Just as the cowshed and fields of crops in the cooperative settlements provided cultural symbols in the zionist socialist educational system, so do places of study of Torah provide a similar role in the Haredi educational system. There exists, then, a similarity in the system of composition and educational direction of the textbooks, which is expressed in the spatial choosing of the map of the country. The description of places in Israel in an open manner (the facts) or hidden manner (the evaluations) is a direct result of the worldviews of the textbook authors, who attempt to transmit them to the next generation.

In summery, the description and evaluation of rural settlements in Israel is characterized by three periods, in which various settlements were considered to be exemplary: until the 1930s the individual settlements, those which carried the flag of Zionist renewal, conquering the wilderness, building up of the land, and facing of challenges. From the 1930s until the late 1960s, the cooperative and the collective settlements was described as exemplary for the realization of the Zionist Socialist dream, the pride of Jewish pioneering settlement. In the present, the significance of rural settlement has decreased generally, and has ceased to be considered exemplary. The emphasis in the teaching of geography of Israel has been transferred to urban settlements and to systems of regional settlement, as a result of the increased level of scientific objectivity and the urbanization of the country. The Haredi education is exceptional, as it uses other measurement tools to evaluate places in Israel.


Some recent geographical researches try to reconnect geographical terms, as territory or scale, with national identities (Herb and Kaplan 1999). Other believe that national identities are more complicated issues and have to be studied in cultural and historical perspectives too. (Hooson 1994) The cultural view point can lead up to the field of education and find there traces of connections between nationality and geography — connections which changed during the years as a result of political ideology and scientifically developments (Haubrich 1998 p. 17)

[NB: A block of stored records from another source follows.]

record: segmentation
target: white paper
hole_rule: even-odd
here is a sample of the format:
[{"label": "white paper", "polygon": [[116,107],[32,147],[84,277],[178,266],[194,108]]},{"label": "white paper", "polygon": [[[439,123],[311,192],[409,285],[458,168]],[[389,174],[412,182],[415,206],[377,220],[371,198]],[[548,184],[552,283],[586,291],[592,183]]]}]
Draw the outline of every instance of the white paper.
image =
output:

The ideology which shaped the education system, buried its values in textbooks and curricula. Therefore in order to understand the various changes in ideology buried in textbooks, one must turn to language, which transmits the ideological meanings within a certain period. Language serves ideology in transmitting a certain “reality,” which it aims to perpetuate, for the sake of survival. Textbooks provide “social manifestoes,” which include the “formal language” in which ideology is used for purposes of communication and socialization.

Geography textbooks, as other social archetypes, may be used as unexploited “raw material” for the purpose of understanding the culture which creates them. As raw material, the culture which “writes” the textbooks lies hidden within them, and these texts create images crucial for the culture’s survival. The “reader” of texts who is contemporaneous in time period and culture to the texts cannot always succeed in deciphering the variety of meanings located within them.

From the examples discussed in this article, one can see that geography textbooks present different representations of the same places. For example: Jerusalem, as a location, has received a wide variety of representations, including those in which Jerusalem is the center of the world (Haredi education), while for others, Jerusalem represents a place which is the capital of a modern state (secular education). Tel Aviv, as a place, has received consistent evaluations, on the other hand. This city symbolizes the socio-economic center of the Zionist settlement in the land of Israel. One can see that the representation of places in geography textbooks (which influence the construction of a student’s spatial conception) is a direct result of the accepted ideology. Therefore, one may assume that the student’s relationship to space in the future, as he or she matures, will be influenced by the representations to which the student is exposed in childhood and youth (Bar-Gal, 1993 a, 1994) In this way, the educational system, which is an extension of the prevailing political power, may insure continuity and survival of its ideological perception of space and places within a country.